Lower Babur is a village in the Arghandab District of Kandahar Province in southern Afghanistan that was destroyed by American military forces in October and November 2010.[1]
In the Autumn of 2010, the United States Army launched Operation Dragon Strike in Kandahar as a part of U.S. President Barack Obama's broader troop surge strategy in Afghanistan.[2] After experiencing high casualties in Arghandab, Lt. Col. David S. Flynn of the American 1-320th field artillery, a part of the 101st Airborne Division, ordered villagers in some villages to diffuse IEDs or leave their villages, which would be destroyed by aerial bombardment.[citation needed] Flynn maintained that villagers knew the location of IEDs;[citation needed] some villagers later stated that they would coordinate with insurgents to travel safely along certain paths at certain hours of the day.[3]
Flynn later explained that the villages were empty of people and full of IEDs,[4] a claim repeated by The New York Times.[5] Villagers near Lower Babur disputed this account during interviews with IPS, explaining that they had evacuated their homes prior to the American offensive, but returned regularly to tend to their properties.[3][6]

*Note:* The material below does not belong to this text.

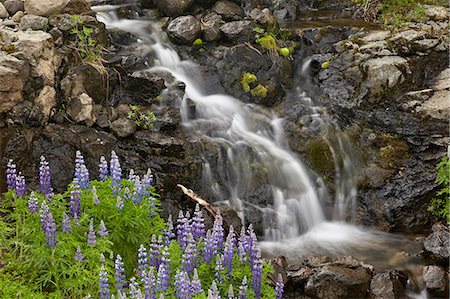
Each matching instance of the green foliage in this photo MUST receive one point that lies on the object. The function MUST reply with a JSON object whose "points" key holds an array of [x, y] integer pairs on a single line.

Few media sources describe the destruction of Lower Babur specifically.[1] Arghandab District governor Shah Muhammed Ahmadi reported that 6 villages had been destroyed, with his assent and the agreement of their inhabitants.[5] In April 2011, Bob Strong of Reuters reported that "a walk through what was once the village of lower Babur revealed a narrow strip of rubble surrounded by orchards and forest on both sides, testimony to the force of U.S. bombing."[7] Strong noted that the village mosque had been rebuilt.[7] In August 2011, Sean Martin reported that 20 small houses had been "rebuilt" by the "Kandahar Provincial Reconstruction Team." Afghans had not yet moved back into their village.[8]